We’re starting 2017 with determination and optimism—determined to drink well every single day, and optimistic that we can make that happen. This wine, a perfectly cellared Tuscan red with bottle age at an amazing price, keeps us on that righteous path.
I pulled this bottle from my cellar while my parents were visiting for Thanksgiving. It was 1/4th to 1/10th the price of the various top-tier Burgundies and Champagnes already open on the table, and with virtually no press or reputation to precede it. I’ve been a fan of Ceretto-Libri for a few years and was curious to taste for myself, but mostly I was trying to placate my father, an unabashed Tuscan wine lover. Much to everyone’s surprise, this modestly priced Chianti embarrassed every other wine on the table. Furthermore, it bested many of the great (and stratospherically priced) Brunellos and Tuscan classics I tasted in 2016. This is a brilliant, timeless, and incredibly delicious wine—every bit on par with the top wines in all of Italy. I wish we had a thousand cases of this beauty.

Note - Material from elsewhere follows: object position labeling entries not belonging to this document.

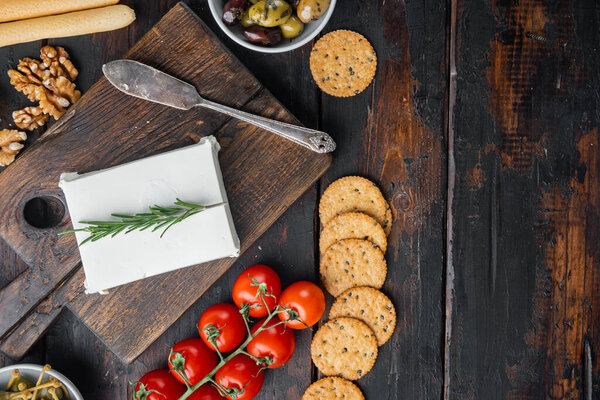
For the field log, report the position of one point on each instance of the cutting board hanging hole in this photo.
(44, 212)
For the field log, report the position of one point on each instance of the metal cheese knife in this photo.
(142, 81)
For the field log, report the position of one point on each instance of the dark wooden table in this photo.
(484, 137)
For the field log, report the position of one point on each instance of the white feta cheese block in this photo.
(191, 174)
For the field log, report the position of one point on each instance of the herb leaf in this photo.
(157, 218)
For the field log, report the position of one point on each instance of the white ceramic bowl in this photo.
(32, 372)
(235, 32)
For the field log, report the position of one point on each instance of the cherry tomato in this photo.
(192, 359)
(242, 375)
(276, 342)
(307, 299)
(245, 289)
(206, 392)
(229, 322)
(158, 385)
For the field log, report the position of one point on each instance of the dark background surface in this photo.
(484, 141)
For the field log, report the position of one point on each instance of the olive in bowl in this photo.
(271, 26)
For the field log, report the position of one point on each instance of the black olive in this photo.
(264, 36)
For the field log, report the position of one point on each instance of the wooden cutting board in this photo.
(263, 173)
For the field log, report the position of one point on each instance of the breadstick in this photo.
(63, 25)
(13, 10)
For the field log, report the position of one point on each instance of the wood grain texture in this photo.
(258, 192)
(524, 211)
(526, 201)
(393, 134)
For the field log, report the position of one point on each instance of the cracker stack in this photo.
(356, 220)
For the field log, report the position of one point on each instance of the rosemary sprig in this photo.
(157, 218)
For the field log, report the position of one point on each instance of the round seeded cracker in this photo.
(355, 194)
(333, 388)
(351, 263)
(371, 307)
(343, 63)
(352, 226)
(344, 346)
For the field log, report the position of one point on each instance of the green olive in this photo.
(310, 10)
(292, 27)
(270, 13)
(245, 20)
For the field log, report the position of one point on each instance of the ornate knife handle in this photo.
(314, 140)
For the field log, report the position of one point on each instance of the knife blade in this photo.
(144, 82)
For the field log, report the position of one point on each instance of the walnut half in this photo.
(10, 145)
(30, 118)
(49, 82)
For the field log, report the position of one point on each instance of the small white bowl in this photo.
(32, 372)
(236, 32)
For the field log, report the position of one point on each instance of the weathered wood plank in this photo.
(526, 223)
(163, 129)
(393, 134)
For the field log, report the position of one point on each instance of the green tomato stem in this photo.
(209, 378)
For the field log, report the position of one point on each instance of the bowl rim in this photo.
(216, 13)
(37, 368)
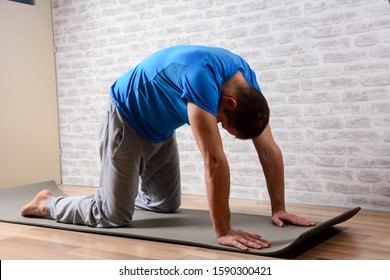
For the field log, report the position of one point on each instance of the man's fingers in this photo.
(244, 240)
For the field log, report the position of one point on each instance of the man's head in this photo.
(244, 114)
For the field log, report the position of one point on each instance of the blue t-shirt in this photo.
(153, 95)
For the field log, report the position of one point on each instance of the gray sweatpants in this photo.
(135, 173)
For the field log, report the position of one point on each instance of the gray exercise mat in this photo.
(186, 226)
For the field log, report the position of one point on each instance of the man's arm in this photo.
(271, 160)
(217, 176)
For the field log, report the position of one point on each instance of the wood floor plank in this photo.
(365, 236)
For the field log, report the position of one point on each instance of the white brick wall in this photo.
(323, 65)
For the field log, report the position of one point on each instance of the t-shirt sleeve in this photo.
(202, 87)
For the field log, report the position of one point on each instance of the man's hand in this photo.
(282, 216)
(243, 240)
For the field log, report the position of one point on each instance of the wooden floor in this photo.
(365, 236)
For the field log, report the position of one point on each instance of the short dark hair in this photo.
(251, 116)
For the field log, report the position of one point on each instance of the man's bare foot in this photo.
(36, 208)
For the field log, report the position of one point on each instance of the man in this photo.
(197, 85)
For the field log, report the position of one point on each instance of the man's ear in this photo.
(229, 102)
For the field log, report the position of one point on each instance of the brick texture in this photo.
(323, 65)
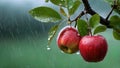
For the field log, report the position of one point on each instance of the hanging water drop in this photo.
(48, 48)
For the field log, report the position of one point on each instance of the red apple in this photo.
(68, 40)
(93, 48)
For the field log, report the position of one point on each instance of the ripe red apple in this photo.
(93, 48)
(68, 40)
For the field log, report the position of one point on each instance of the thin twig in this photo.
(92, 12)
(114, 6)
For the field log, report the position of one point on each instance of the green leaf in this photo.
(116, 35)
(111, 2)
(62, 11)
(117, 10)
(46, 0)
(99, 29)
(45, 14)
(75, 6)
(82, 27)
(59, 2)
(52, 33)
(115, 22)
(94, 20)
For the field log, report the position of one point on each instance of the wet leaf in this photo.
(46, 0)
(62, 11)
(59, 2)
(115, 23)
(116, 35)
(99, 29)
(52, 33)
(111, 2)
(94, 20)
(82, 27)
(45, 14)
(75, 6)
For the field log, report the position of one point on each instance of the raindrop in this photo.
(78, 53)
(48, 48)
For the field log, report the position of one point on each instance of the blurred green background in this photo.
(23, 40)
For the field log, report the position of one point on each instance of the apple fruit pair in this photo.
(92, 48)
(68, 40)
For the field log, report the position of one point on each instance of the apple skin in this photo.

Enjoying a bottle of this truly mesmerizing Chianti Rùfina from Cerreto-Libri is like drinking the history of Tuscan wine. This small vineyard has been in the same family’s hands since the 1700s, and its breathtaking ancient cellar is built on top of Etruscan ruins that date back to 500 BCE. In addition to the property’s incredible depth of history, Cerreto-Libri bottles traditional Chianti in a style and class that is virtually extinct in the region. This is as pure, painstakingly handcrafted and terroir-driven a wine as one could ever hope to discover in Tuscany—it’s the real deal. Add to that, nine years of patient maturation in the family’s cool underground cellar and you have one truly special bottle of wine that is ready to drink right now.
Sometimes overlooked, Rùfina is the most northeasterly of all Chianti’s subregions. It is a sun-drenched hilly terrain with balmy summers and vineyards that frequently ripen earlier than neighboring subregions to the south and west. Paradoxically, the handful of flowing rivers that carve up Rùfina also bring cooler nighttime temperatures than the rest of Chianti. The result is a terroir producing wines that are often more robust and masculine than elsewhere in the region, but that also possess impressive detail and finesse. I often think of the best examples of Chianti Rùfina as being a hybrid of the nuance and rusticity of Chianti Classico and the depth and power of Brunello di Montalcino. With less than 25 producers in total, Rùfina stays relatively invisible in the global wine market. The culture of the region is more rural, rustic, and generally more connected to agriculture than luxurious tasting rooms and mass marketing. But despite Rùfina being an underappreciated and perhaps under-resourced region, this offer is proof that its soils and climate possesses all that is necessary to produce truly world class wine at a refreshingly modest price.
Fortunately, Cerreto-Libri grower/winemaker, Andrea Zanfei (who is always shadowed by his wise old canine companion), does nothing to conceal or obscure the purity of this terroir. All fruit on the property is grown in strict accordance with organic and biodynamic principles. Furthermore, there is no sulfur introduced to the juice at any point during vinification. Grapes are simply loaded into a battery of ancient WWII-era concrete fermentation tanks. When fermentation is complete, the wine is left to slowly mature in enormous neutral French oak casks until bottling. There is no filtering, no fining, and hardly any mechanized equipment in the property’s tiny cellar.
The 2007 Cerreto-Libri Chianti Rùfina has a dark crimson center quickly moving to a light garnet and orange reflections on the rim. Aromas are savory, perfumed and highly complex. Notes of cherry blossoms, red currant, dried orange peel, dried roses, thyme, sage, dried tobacco, leather and fresh clay delicately rise above the glass in near perfection. The palate is medium bodied, but with a density and power on the palate that gives the impression of a much richer wine. Flavors of just picked preserved cherries, wild berries, red plums and tobacco dominate the palate, with a supporting cast of dried flowers and a final hint of exotic dried spices. This wine begins to open up after 20 minutes in a decanter and shows best after an hour at roughly 60-65 degrees, which allows its more delicate floral aromatic to remain intact. This is not a simple wine to pour alongside a tomato based pasta dish—it can stand up to much more intense flavors and robust textures. To make the most of this beautiful wine, I recommend pairing with this
Grilled Lamb Chop preparation. Fire up the grill, fill the decanter and strap yourself in.